Here is a sample pipeline using GitLab CI and if you are new to it, you can refer the docs here. Also, you might want to look at how to define GitLab CI/CD environment variables here
This pipeline might look complicated at first glance, but most of it related to configuring access for deploying to GCP and configure GitLab’s Docker-in-Docker support to cache artifacts between builds.
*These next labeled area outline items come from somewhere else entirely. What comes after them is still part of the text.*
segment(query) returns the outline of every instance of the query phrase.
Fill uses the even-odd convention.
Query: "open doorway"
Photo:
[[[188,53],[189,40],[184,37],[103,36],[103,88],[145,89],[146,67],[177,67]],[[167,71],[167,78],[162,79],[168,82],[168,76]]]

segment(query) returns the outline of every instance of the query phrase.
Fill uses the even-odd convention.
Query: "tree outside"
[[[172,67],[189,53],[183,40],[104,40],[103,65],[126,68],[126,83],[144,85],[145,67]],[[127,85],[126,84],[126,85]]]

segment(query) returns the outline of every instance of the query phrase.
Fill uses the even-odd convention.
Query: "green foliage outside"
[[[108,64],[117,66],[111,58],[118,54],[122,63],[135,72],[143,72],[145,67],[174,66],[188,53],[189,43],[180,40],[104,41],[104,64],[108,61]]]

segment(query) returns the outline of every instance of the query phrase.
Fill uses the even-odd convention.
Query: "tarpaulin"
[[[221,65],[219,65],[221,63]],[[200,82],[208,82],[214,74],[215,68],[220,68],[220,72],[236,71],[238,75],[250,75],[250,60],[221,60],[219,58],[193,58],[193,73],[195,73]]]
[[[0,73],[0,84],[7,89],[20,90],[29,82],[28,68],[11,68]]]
What is important to note is that we use Skaffold to do all the builds and deployments.
stages:
# The name of the pipeline stage
- my-stage
# The name of the job
my-job:
# The image to be used as the base for this job
image:
name: gcr.io/k8s-skaffold/skaffold:v1.15.0
# Pipeline tags (if you have specified tags to your GitLab Runner)
tags:
- development
stage: my-stage
retry: 2
script:
# Logging in to our gcp account using the service account key (specified in GITLAB variables)
- echo "$GCP_DEV_SERVICE_KEY" > gcloud-service-key.json
- gcloud auth activate-service-account --key-file gcloud-service-key.json
# Specifying the project, zone, cluster to deploy our application in.
- gcloud config set project $PROJECT_DEV_NAME
- gcloud config set compute/zone $PROJECT_DEV_REGION
- gcloud container clusters get-credentials $CLUSTER_DEV_NAME
- kubectl config get-contexts
# Pass in all the environment variables to be passed to skaffold during build and deployment with all the args as documented in https://skaffold.dev/docs/references/cli/ (in our case our cluster context, env vars, namespace and some labels)
- DOCKER_HOST="$DIND_DEV" NPM_REGISTRY="$NPM_REGISTRY_DEV" NPM_TOKEN="$NPM_TOKEN_DEV" skaffold run --kube-context $CLUSTER_DEV_CONTEXT -n default -l skaffold.dev/run-id=deploydep -p dev-svc --status-check
only:
# Run this only for changes in the main branch
refs:
- main
So, ultimately our GitLab CI pipeline does not know anything about the helm charts or build strategy or any deployment methods and relies completely on skaffold to do the job for us.
This works equally well irrespective of whether you choose the Docker Executor or the Kubernetes Executor and would require very little changes between the two.
While GitLab supports many executors (including Docker, Kubernetes, etc.) as documented here, we are working with Kubernetes executor here since it is vendor-agnostic, has the ability to auto-scale up/down, private (if you deploy the Runner in your Kubernetes cluster) and also is well supported for the forseeable future.
NOTE: If you are running Skaffold using the Kubernetes executor, make sure that you are running the runner with appropriate permissions or pod security policies. If you are running using DIND, it requires access to the Docker socket and being in privileged mode which might actually tend to be insecure. An alternative can be to use kaniko, buildkit or other custom builders like Buildah for building the image.
Step 10: That’s all folks
If all went well so far, you can try pushing a commit and see your pipeline running, picking up the changes, building and pushing the image and also deploying the same.
Hope this post was informative. Good luck with your journey with Skaffold.